Should Roberto Di Matteo’s men rely on congestion to avoid defeat next Tuesday, as many think they will, the Blues will find that Barcelona are much more capable of readjusting to such tactics than they were last time they met.

Clearly, Getafe and Chelsea are very different prospects. However, knowing how much of a perfectionist Pep Guardiola is, you can guarantee he has watched Chelsea’s draw at Craven Cottage from Monday night and was heartened by what he saw.

One evident weakness that emerged from that game on Chelsea’s behalf is that they defended poorly on set-plays and from high balls. It sounds crazy, but should they want to, Barcelona could cause the London side problems with a more direct, width-based attacking route.

That’s only if cutting them open through the middle doesn’t work, of course. What tonight’s performance against Getafe proved beyond a doubt in any case is that this Barcelona side continues to challenge any assumptions we dare make about them and their style.

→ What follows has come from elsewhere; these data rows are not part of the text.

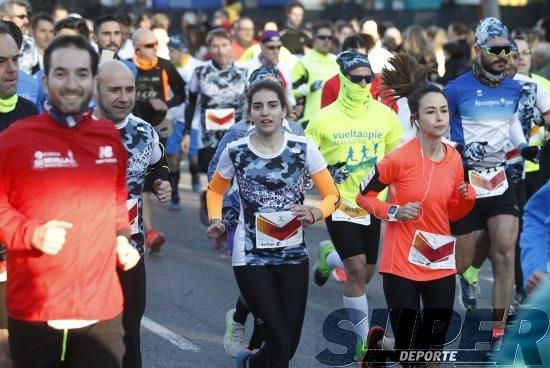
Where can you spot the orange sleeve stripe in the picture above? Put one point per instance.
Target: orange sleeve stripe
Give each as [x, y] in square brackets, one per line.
[331, 196]
[165, 85]
[214, 195]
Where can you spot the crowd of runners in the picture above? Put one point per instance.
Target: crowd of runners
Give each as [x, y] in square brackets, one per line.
[427, 148]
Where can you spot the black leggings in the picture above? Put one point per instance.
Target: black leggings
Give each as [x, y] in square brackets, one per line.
[403, 299]
[133, 289]
[277, 297]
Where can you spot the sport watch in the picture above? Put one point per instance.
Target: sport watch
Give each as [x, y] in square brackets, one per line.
[392, 211]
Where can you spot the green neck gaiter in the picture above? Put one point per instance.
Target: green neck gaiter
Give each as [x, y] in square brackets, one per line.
[7, 105]
[353, 99]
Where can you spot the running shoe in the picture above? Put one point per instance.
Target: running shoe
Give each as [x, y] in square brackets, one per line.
[242, 357]
[155, 240]
[3, 270]
[203, 212]
[373, 354]
[175, 204]
[233, 340]
[469, 292]
[339, 275]
[322, 271]
[196, 183]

Will Pep Guardiola be bold enough to try to surprise Chelsea the way he did to Getafe tonight? If needs be, you can guarantee it. Tuesday couldn’t come any sooner for the Catalans.


  1. Cesar

    11 April, 2012 at 15:52

    Calling Pedro and Cuenca strikers, is a bit of strech, isn’t it?
    Neither Alexis nor even Messi are strikers in the real sense, though they did play in this position against Getafe.
    They are forwards

  2. Austin Long

    11 April, 2012 at 21:14

    watched highlights and saw getafe have very little chance. one way traffic and could have been much worse for the visitors. can’t wait for chelsea.